What are the most important business lessons you have learnt along the way?
My business philosophy is founded on service above self which gives Kairo a sustainable and strategic advantage. I listen and seek to understand. I focus on things that bring returns and keep me afloat. I have also learnt that business is a competitive race and one has to be ready to scale the heights.
How many people does Kairo employ?
I have directly employed eight people: Three in charge of sales and five in charge of logistics and distribution.
How do you handle criticism from your customers?

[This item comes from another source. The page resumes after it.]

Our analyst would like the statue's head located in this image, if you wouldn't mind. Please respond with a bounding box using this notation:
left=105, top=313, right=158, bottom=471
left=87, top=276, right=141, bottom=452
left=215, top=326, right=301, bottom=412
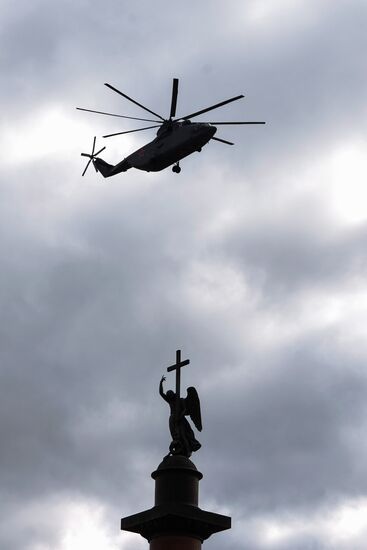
left=166, top=390, right=176, bottom=401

I always seek honest feedback and opinions from outside my inner circle. Family and friends aren’t always going to be brutally honest. Feedback from your target market in the early stages can help you engage the brakes on a bad idea before you get too deep.
Has business been so down that you needed to inject funds from your pocket?
Like I said, I started with Sh50,000 from my personal savings. The business is self-sustaining but occasionally, profits may fluctuate. Consequentially, we hope to diversify to mitigate on this in future especially now that Covid-19 has shown just how badly times can change.
Talking of Covid-19, how has Kairo been affected?
Consumer spending has declined since many people have either been sent on unpaid leave or lost jobs. Our sales have dropped by about 50 per cent. When many countries closed their borders in an attempt to flatten the curve, the flow of goods was interrupted.
We are basically striving to remain afloat by preserving the little cash at our disposal. To navigate this rugged terrain, one requires to innovate. Online business is one such way. We need a paradigm shift from the traditional way of doing things.
Do you have physical shops?
We are purely online at the moment though we have a warehouse in Parklands where we store our consignments. We plan to launch our first pop up store in three or so months.
What should young entrepreneurs know about business?
Controlled patience. You can give a venture a three-year trial period. If you’re still not earning money in three years, then that is not a business. It is a hobby. It’s important to know when to let go.
Know when to cut your losses if the venture is not profitable. Whatever you pay attention to grows. Your business requires your full attention. Everyone knows that one person full of ideas but he brings nothing to fruition because they are chasing too many things.
Businesses are not social clubs. Don’t hire friends or family unless you have the guts to fire them. At the end of the day, it’s the business that matters. And for it to have longevity, be careful about family ties and friendships.